Research sheds more light on brain's role in face recognition
An area of the brain that activates when looking at faces does not respond the same way when perceiving other very familiar objects, according to a study by Yale researchers in the journal Neuropsychologia.
"We humans are all face experts," says Yaoda Xu, associate research scientist in the Department of Psychology and first author of the study. "Face perception is crucial to social animals. We need to be able to recognize if another person is friendly or unfriendly, or recognize other emotions."
Prior research has described a specific neural response that occurs about 170 milliseconds after an observer sees a face. The magnetic field generated by this neural response can be detected at the rear part of the human brain and is termed the M170 response. Xu and her colleagues wanted to know if the M170 response could be elicited by any visual stimuli that the observer has become an expert at, like cars for car experts.
The researchers had nine car experts look at images of cars, shoes and faces while measuring brain activity using magnetoencephalography, a brain scanning technology. The car experts and nine control subjects used as a basis of comparison all had a strong M170 response to faces. However, car stimuli did not elicit a higher M170 response in the car experts than it did in the control subjects. The researchers then had the car experts identify face and car images embedded in noise. While the success and failure of face identification strongly correlated with the amplitude of the M170 response, the success and failure of car identification did not.

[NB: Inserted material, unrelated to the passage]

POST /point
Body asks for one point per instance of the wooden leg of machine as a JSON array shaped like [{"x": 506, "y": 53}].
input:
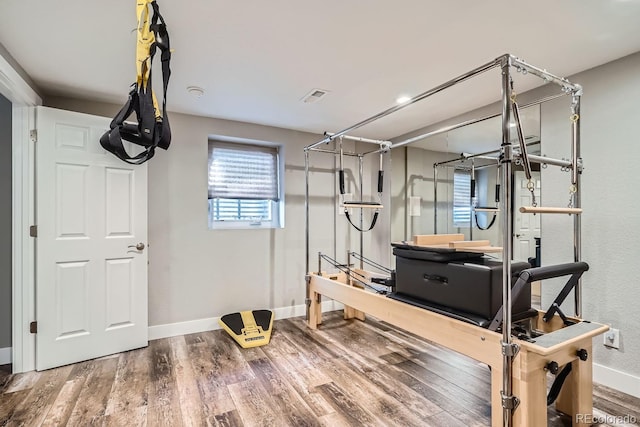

"What this study showed is that the M170 sensor is face-specific," Xu says. "And this face-specific response is not entirely due to our expertise with faces, but rather, it reflects a specialized neural mechanism in the brain dedicated to face processing."
The research was conducted at the Massachusetts Institute of Technology (MIT) under the direction of Nancy Kanwisher and with co-author Jia Liu of MIT. The research was supported by a National Eye Institute grant and by Xu's McDonnell-Pew Investigator Initiated Grant in Cognitive Neuroscience.